Stillgelegter Förderturm der Grube König (Foto: picture-alliance / dpa | Werner Baum)

"Methangas kommt überall dort durch, wo kein Deckel drauf ist"

Dorothee Scharner / Tobias Rudolph   25.07.2022 | 16:53 Uhr

Die Bewohner eines Seniorenheims mussten am 24. Juli, evakuiert werden. Der Grund dafür: ein Methangasaustritt. Aber wie kommt es, dass in ehemaligen Bergbaugebieten das Gas erhöht austritt? Im Interview mit dem SR erklärt Professor Dr. Tobias Rudolph vom Forschungszentrum Nachbergbau der Technischen Hochschule Georg Agricola in Bochum, wieso erhöhte Methanwerte gemessen wurden.

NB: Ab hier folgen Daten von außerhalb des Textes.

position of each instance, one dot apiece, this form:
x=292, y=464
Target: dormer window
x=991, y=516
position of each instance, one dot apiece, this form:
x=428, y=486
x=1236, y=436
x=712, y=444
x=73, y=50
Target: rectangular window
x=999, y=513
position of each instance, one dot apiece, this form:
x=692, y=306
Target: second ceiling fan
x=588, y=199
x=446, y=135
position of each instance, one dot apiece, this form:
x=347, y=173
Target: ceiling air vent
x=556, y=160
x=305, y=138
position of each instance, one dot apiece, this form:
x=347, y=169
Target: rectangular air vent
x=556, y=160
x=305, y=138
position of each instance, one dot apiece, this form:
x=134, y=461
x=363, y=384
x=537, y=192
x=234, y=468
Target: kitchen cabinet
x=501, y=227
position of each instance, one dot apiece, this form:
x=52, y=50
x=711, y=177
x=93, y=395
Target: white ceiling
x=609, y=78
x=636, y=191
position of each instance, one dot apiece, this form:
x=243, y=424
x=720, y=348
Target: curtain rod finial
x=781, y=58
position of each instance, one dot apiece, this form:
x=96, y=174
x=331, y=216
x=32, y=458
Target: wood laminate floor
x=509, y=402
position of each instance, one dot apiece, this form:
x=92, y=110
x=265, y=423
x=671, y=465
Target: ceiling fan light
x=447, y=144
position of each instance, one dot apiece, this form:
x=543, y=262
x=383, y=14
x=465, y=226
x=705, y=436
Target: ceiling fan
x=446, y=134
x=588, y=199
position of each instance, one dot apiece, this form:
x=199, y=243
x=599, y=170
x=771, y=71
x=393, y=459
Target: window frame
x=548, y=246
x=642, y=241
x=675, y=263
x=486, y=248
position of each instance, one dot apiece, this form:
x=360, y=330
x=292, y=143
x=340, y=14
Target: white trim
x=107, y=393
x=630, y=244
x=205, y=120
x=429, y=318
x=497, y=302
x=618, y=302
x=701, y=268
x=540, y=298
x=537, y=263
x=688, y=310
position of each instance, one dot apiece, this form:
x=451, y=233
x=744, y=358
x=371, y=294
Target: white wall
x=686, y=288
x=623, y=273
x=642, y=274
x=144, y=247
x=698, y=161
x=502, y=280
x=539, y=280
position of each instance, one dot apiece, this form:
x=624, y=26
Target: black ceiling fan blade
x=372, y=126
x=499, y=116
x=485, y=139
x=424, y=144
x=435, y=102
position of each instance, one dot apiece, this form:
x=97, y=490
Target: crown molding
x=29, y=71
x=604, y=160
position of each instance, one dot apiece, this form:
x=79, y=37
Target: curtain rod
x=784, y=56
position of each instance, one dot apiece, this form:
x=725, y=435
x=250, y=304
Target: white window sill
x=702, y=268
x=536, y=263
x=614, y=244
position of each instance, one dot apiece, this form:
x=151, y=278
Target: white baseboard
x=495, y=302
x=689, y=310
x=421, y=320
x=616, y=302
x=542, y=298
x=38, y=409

Methangas sei immer an die Kohle gebunden, sagt Professor Tobias Rudolph vom Forschungszentrum Nachbergbau an der Technischen Hochschule Georg Agricola, in Bochum, im Gespräch mit dem SR. Es trete in den meisten Kohlelagerstätten auf der Welt auf. Und es könne überall dort zu Tage treten, wo kein Deckel drauf sei. Also wegen des durchlässigen Gesteins und zum anderen gebe es keine abdeckende Schicht.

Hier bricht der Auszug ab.